Smokers who successfully quit smoking using stop smoking services see an improvement in their mental health such as a decrease in symptoms of depression. Funded by the Cancer Research UK, the study was published in the Annals of Behavioral Medicine. The study found that successful quitters had a significant improvement in feelings of depression.
Researchers at King's College London, joined with researchers from Charles University in Prague, studied people who attended a stop smoking clinic in the Czech Republic. The results of the study showed that two-thirds or 66.3 percent of those who had moderate or severe depression during the time they were smoking reported no or minimal symptoms during a one-year follow up.The researchers also discovered that those who received specialist behavioral support and medication from the clinic were more likely be consistent in quitting the habit for a year if they went back for repeat visits, the Medical Xpress says.
They also noted that people with mental health issues were still less likely to quit successfully than those without.

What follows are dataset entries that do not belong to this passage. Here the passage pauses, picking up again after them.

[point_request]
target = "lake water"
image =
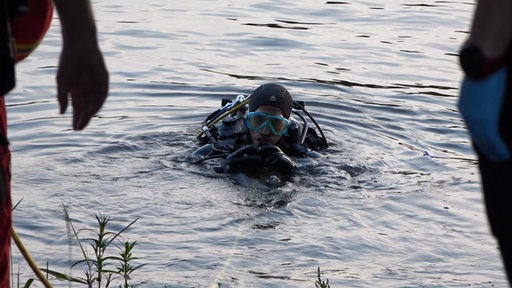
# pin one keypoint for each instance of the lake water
(394, 202)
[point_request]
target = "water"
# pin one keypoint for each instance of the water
(394, 202)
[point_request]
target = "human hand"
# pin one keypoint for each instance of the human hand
(480, 104)
(82, 76)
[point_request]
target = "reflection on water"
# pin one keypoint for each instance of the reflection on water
(393, 202)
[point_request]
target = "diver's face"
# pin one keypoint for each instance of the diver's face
(265, 134)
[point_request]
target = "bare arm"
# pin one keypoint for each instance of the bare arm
(82, 74)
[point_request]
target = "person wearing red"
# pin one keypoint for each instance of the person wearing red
(82, 76)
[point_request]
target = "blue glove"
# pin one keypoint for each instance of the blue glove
(480, 104)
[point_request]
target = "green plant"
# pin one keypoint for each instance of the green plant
(320, 283)
(99, 267)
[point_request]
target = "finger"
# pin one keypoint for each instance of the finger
(62, 96)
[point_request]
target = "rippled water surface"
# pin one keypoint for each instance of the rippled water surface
(394, 202)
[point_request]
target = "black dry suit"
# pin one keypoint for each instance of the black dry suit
(229, 138)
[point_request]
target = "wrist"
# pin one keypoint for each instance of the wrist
(476, 65)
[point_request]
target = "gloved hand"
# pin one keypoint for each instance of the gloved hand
(276, 159)
(245, 159)
(480, 104)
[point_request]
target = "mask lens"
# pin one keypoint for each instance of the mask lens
(277, 124)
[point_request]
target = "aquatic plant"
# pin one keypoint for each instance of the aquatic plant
(100, 267)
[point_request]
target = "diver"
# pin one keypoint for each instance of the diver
(258, 136)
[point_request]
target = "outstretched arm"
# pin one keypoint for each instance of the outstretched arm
(82, 74)
(491, 30)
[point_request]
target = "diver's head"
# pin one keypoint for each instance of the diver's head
(269, 110)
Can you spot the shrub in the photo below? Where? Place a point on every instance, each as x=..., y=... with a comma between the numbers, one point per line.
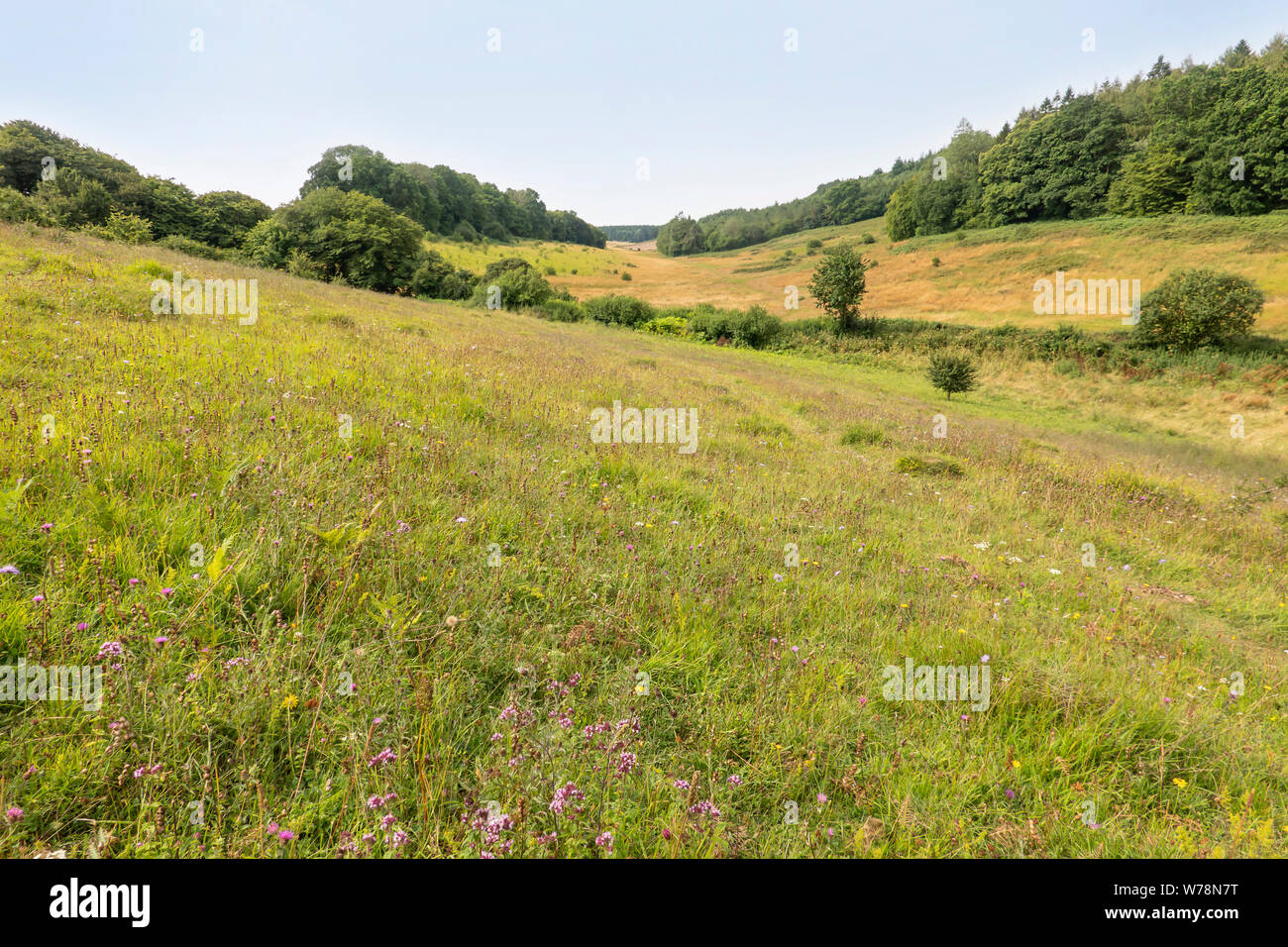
x=562, y=311
x=436, y=278
x=193, y=248
x=668, y=325
x=622, y=311
x=333, y=232
x=952, y=373
x=16, y=208
x=493, y=270
x=124, y=228
x=928, y=467
x=754, y=328
x=519, y=287
x=1199, y=307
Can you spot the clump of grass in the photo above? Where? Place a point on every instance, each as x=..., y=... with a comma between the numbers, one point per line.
x=759, y=427
x=862, y=434
x=915, y=466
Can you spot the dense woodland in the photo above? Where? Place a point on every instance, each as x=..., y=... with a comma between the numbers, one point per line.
x=53, y=179
x=360, y=219
x=446, y=201
x=1194, y=138
x=631, y=234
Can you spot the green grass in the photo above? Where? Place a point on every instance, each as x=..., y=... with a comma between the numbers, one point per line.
x=468, y=549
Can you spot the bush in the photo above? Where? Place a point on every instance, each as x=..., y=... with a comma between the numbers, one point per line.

This highlights that people with mental health problems need extra help.Smoking rates among people with depression more than double those of the general population with around three million having a mental health condition out of an estimated 9.6 million adult smokers in the UK.
Smoking is the biggest factor contributing to early death linked with a mental health condition, the Cancer Research UK says. According to Dr Leonie Brose, a Cancer Research UK fellow, smoking cessation services "can be very effective at supporting people with depression, and that increased visits greatly improve the success of quit attempts". The new study highlights the great value of stop smoking services and that smokers who use stop smoking services are around three times more likely to quit successfully than those using no support at all.